Netflix's The Gray Man Movie Review - A zooming spy thriller without the brakes

Stylish, relentless, and surprisingly fun, The Gray Man is the Russo Brothers' ode to spy thrillers for the ADHD crowd.

Ryan Gosling smolders as the mystery man only known as Sierra Six, the person the CIA sends in to do the dirty work they can't be seen doing. In a world of black and white, Six operates within the gray (hence the movie's title), giving him carte blanche to kill with no questions asked. That is, before he comes across a drive containing damning evidence against his handlers, which forces him to go on the run.
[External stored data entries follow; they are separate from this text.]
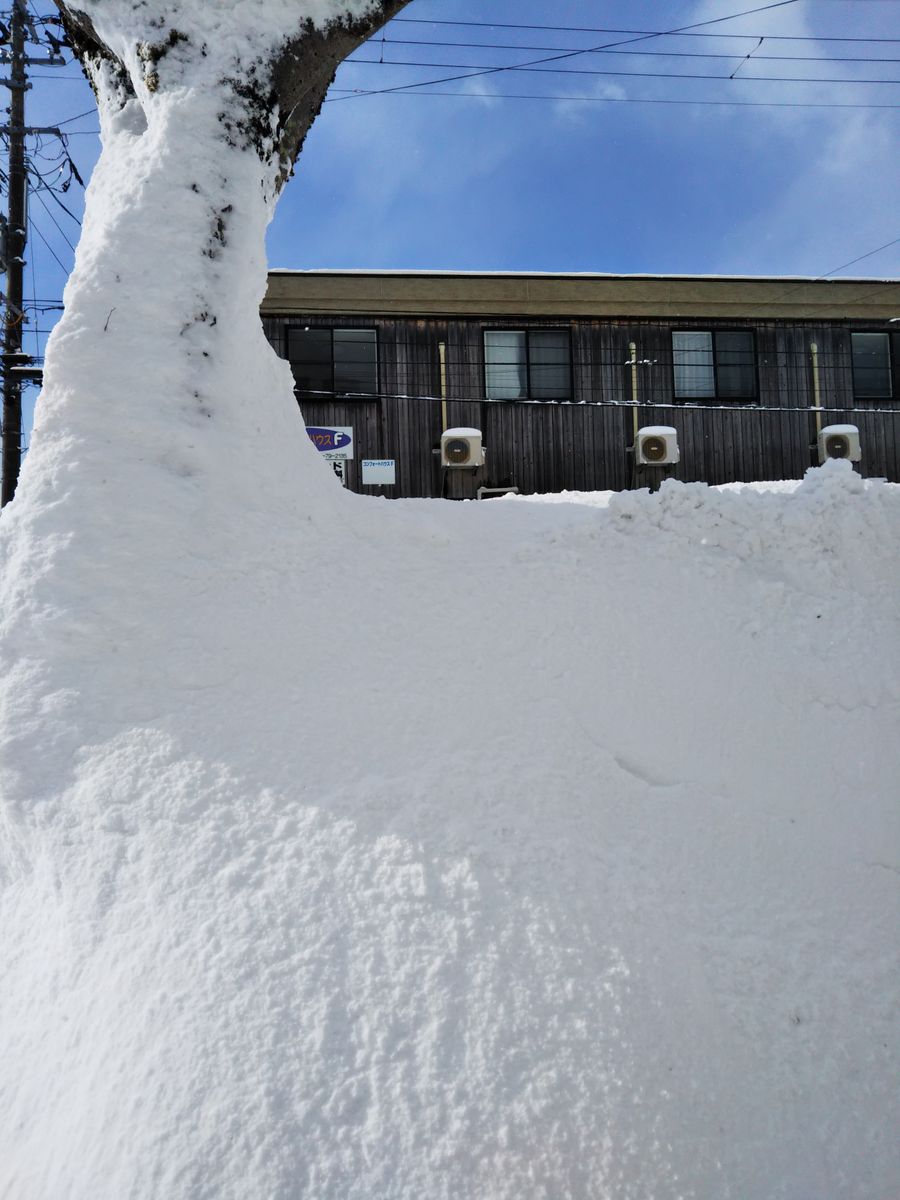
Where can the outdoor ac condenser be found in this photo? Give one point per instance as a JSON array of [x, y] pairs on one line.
[[657, 445], [839, 442], [462, 449]]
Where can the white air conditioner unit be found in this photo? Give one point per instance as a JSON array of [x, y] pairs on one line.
[[462, 449], [657, 445], [839, 442]]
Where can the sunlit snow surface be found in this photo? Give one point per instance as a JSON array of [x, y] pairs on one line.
[[486, 851], [357, 850]]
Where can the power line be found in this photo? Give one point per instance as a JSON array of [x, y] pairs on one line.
[[340, 93], [53, 252], [570, 54], [594, 71], [600, 29], [36, 193], [649, 54]]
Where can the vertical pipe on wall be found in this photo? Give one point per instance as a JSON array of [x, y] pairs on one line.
[[442, 357], [816, 391], [633, 354]]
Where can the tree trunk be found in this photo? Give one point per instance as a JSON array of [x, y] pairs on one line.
[[160, 367]]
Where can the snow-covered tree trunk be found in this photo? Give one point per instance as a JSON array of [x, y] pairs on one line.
[[160, 366]]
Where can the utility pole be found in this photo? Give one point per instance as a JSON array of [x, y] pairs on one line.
[[16, 239]]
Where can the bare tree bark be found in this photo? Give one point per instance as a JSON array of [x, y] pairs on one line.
[[203, 109], [292, 83]]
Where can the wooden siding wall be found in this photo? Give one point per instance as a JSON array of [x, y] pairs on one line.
[[582, 445]]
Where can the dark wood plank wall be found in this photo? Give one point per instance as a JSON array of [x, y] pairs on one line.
[[582, 445]]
What follows is a globe-trotting thrill ride full of double dealings, double crosses, and a trainload of bullets.

Gosling carries this entire film as the man of few words but plenty ways to gut a human being in ten different places. Feels similar to Matt Damon's Jason Bourne in this regard but a sliver more subdued. Even then, every time ass needs to be kicked on screen he comes off believable without feeling forced.

Standing as a twisted mirror image to Six is Chris Evans as Lloyd Hansen, a remorseless sociopath hired off-the-books to eliminate Six no matter the cost. Evans clearly enjoys playing a sleazy mercenary with a sick sense of humor, and every time Lloyd is on the screen is equal parts funny and horrifying. Just like an effective heel in pro wrestling, Evans' Lloyd is the kind of character you tune in to see lose. Badly.

The movie definitely feels like Anthony and Joe Russo unshackled by Disney and Marvel. The action is more kinetic than you're used to, with extensive use of drone shots that fly through action scenes and fast-paced gunfights that leave you breathless. The climactic chase scene through Vienna in particular is a fun mess of bullet casings, broken windows, and a runaway tram that had me gripping the edge of my sofa the entire time.

The Gray Man also feels like a Russo Brothers movie, for good or ill. Quippy dialogue feels forced and often unfunny (though par for the course for screenwriters Markus and McFeely, who also wrote Avengers: Infinity War and Endgame), and the non-stop action dulls you to the fact that the only thing keeping this together is Gosling and Evans' chemistry and eventual face off. Sequelitis is also a problem, with an anti-climactic ending taking the wind out of the movie's altogether breakneck pace, obviously contrived to set up an eventual sequel.

But it's not often that a spy thriller gets the big blockbuster treatment. The Gray Man is proof that it just takes the right hands to turn a tired trope into something fresh and exciting, something the Russos' Midas touch does with aplomb.

The Gray Man is now streaming on Netflix.